The economic dip in the early nineties
Economic growth has tumbled from nearly five to one and a half percent in the space of six quarters. The last time that such a rapid decline took place was nine years ago. Analysis of the two periods reveals both similarities and differences.
Similarities
Just as in 2000, in the course of 1992 growth rates of international trade and investment declined and consumers started to borrow less and save more. In the manufacturing industry activity decreased sharply in both periods, selling prices of manufactured products increased more slowly or even decreased, and producers’ confidence started lagging. Consumers, too, became more pessimistic in this period.

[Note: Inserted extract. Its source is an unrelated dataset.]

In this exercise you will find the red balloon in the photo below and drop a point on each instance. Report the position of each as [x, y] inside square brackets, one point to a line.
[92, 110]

Economic growth Netherlands, Germany and US
Economic growth: parallels and contrasts
The most noticeable difference between the two periods is in the course of economic growth of the Netherlands, Germany and the United States. From 1996 to 2000 the developments are parallel for the three countries, although German economic growth was 2 percentage points lower than the other two countries. From mid 2000 the figures are closer together. This is in sharp contrast with economic growth in the first half of the nineties. The effects of the reunification pushed up German growth to high levels in 1990 and 1991, while in the US growth slipped intro recession. Once the spending impulse of the reunification had petered out in mid 1992, Germany also went into a delayed recession. In the Netherlands the sharp fall in the course of 1992 can indeed be regarded as the final stage in a longer period of economic recession, which had started in the first quarter of 1990. This fall stopped temporarily in 1991 because of the positive economic impulses of the German reunification on industrial activity in the Netherlands.
Household consumption, investment and exports
Labour and wage developments
We can see that the rapid decline in the Netherlands after the beginning of 1992 was part of a longer period of decreasing growth when we compare developments on the labour market and in wages. Registered unemployment, for example, rose by 65 thousand in 1992 and the first half of 1993. The number of vacancies fell by 45 thousand in the same period and the rate of wage increases also slowed down. Up to now these developments have not been seen in the period since the beginning of 2000. Unemployment has fallen by 85 thousand, the number of vacancies has risen by 15 thousand and wage increases have been accelerating.
Partly because of the preceding recovery in the US, the economic dip in the Netherlands after the first quarter of 1992 remained limited. Exports and household spending recovered first. In the second quarter of 1993 the economy grew by 1% again. Remarkably, the confidence of producers and consumers improved only later. The underlying differences between the two periods and the dramatic events in America on 11 September make it difficult to give any estimation of how long the present dip will last.